Il fait aussi valoir l’impossibilité de placer les enfants en rétention – mais il est encore possible de continuer à les assigner à résidence et la mesure ne s’applique pas à Mayotte, là où le plus grand nombre d’enfants sont enfermés. Sur ce point, le gouvernement a dû se résoudre à inscrire cette mesure dans la loi, pour se plier à la jurisprudence de la Cour européenne des droits humains qui a condamné la France à plusieurs reprises pour le fait d’avoir enfermé des enfants dans des centres de rétention ne comportant pas de structures adaptées pour les recevoir.

De fait, une partie des mesures du programme du Rassemblement national (ex-FN) sont désormais inscrites dans la loi. Madame Borne [Première ministre] et M. Darmanin [ministre de l’Intérieur] ont beau s’en défendre, ont beau se féliciter de ce que la loi a été adoptée sans avoir besoin des votes du RN, cette défense est hypocrite et bien peu convaincante dès lors que les différentes mesures évoquées comme la déchéance de nationalité, la préférence nationale, la discrimination entre Français et étrangers... sont portées par ce parti depuis longtemps.

Saisie du Conseil constitutionnel

Des parlementaires vont saisir le Conseil constitutionnel mais on sait aussi que celui-ci a toujours été très frileux dans le domaine de l’immigration et n’est guère porté à invalider les mesures les plus répressives visant les étrangers.

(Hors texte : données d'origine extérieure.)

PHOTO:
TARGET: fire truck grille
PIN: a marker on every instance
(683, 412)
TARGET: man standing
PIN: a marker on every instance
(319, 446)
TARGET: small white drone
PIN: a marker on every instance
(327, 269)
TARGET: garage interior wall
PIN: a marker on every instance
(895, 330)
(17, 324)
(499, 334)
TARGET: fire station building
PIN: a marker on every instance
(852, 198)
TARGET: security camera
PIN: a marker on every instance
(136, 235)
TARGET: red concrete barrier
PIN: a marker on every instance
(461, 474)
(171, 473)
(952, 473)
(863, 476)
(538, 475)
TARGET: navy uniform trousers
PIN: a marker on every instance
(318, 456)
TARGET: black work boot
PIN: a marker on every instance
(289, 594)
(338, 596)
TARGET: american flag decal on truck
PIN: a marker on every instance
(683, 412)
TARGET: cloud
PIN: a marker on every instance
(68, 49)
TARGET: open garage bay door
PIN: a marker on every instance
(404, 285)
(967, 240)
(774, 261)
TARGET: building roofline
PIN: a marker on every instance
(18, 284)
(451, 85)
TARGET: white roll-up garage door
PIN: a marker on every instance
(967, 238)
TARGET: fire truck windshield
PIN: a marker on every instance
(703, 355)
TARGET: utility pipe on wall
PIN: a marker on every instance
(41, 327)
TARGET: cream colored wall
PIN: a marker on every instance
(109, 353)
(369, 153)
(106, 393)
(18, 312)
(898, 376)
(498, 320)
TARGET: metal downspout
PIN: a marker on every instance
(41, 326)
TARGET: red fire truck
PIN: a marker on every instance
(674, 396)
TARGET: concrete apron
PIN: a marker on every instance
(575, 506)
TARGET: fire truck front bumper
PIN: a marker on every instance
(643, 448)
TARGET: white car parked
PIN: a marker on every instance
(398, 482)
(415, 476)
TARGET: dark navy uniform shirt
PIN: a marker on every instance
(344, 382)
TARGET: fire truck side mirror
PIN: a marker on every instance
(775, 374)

Dans le contexte politique actuel, il est clair qu’un certain nombre de dispositions seront malgré tout invalidées. N’est-il pas du reste encouragé en ce sens par le gouvernement lui-même, y compris pour des raisons de pure procédure parlementaire – les fameux « cavaliers législatifs » qui sont sanctionnés lorsque les dispositions ajoutées au cours de la procédure parlementaire n’ont pas de liens avec le projet initialement déposé, ce qui pourrait être le cas des dispositions sur la nationalité ou les prestations familiales.

Mais aux yeux du Gisti, c’est l’intégralité de la loi qui est condamnable, indépendamment de ce que le Conseil constitutionnel en dira. Elle va provoquer des dégâts considérables sur la vie des personnes visées, une fois la loi promulguée.

Anna Sibley, chargée d’études au Gisti (Groupe d’information et de soutien des immigrées, signataire de l’appel Contre l’arbitraire et l’inhumain).

Recueilli par Sophie Chapelle

En photo : manifestation contre la loi Darmanin, le 18 décembre 2023 à Paris / © Serge d’Ignazio

Notes

[1Contemporaine de la deuxième loi Pasqua, la loi dite Méhaignerie en 1993 subordonne l’obtention de la nationalité française, pour un mineur né en France de parents étrangers qui l’acquérait automatiquement à sa majorité, à une déclaration préalable (dite « manifestation de volonté ») faite entre 16 et 21 ans. Cette disposition a été supprimée par la loi Guigou du 16 mars 1998.

[2Des conditions de régularité existent déjà. « En 2004 par exemple, la première loi Sarkozy sur l’immigration fait passer cette condition de séjour régulier de trois à cinq ans pour pouvoir toucher le RSA (RMI à l’époque). En 2006, cette condition de cinq ans est étendue au minimum invalidité et au minimum vieillesse. En 2012, un amendement a fait passer de cinq à dix ans la condition d’antériorité de titre de séjour pour le minimum invalidité et le minimum vieillesse »,rappelle le chercheur Antoine Math dans un entretien à Mediapart.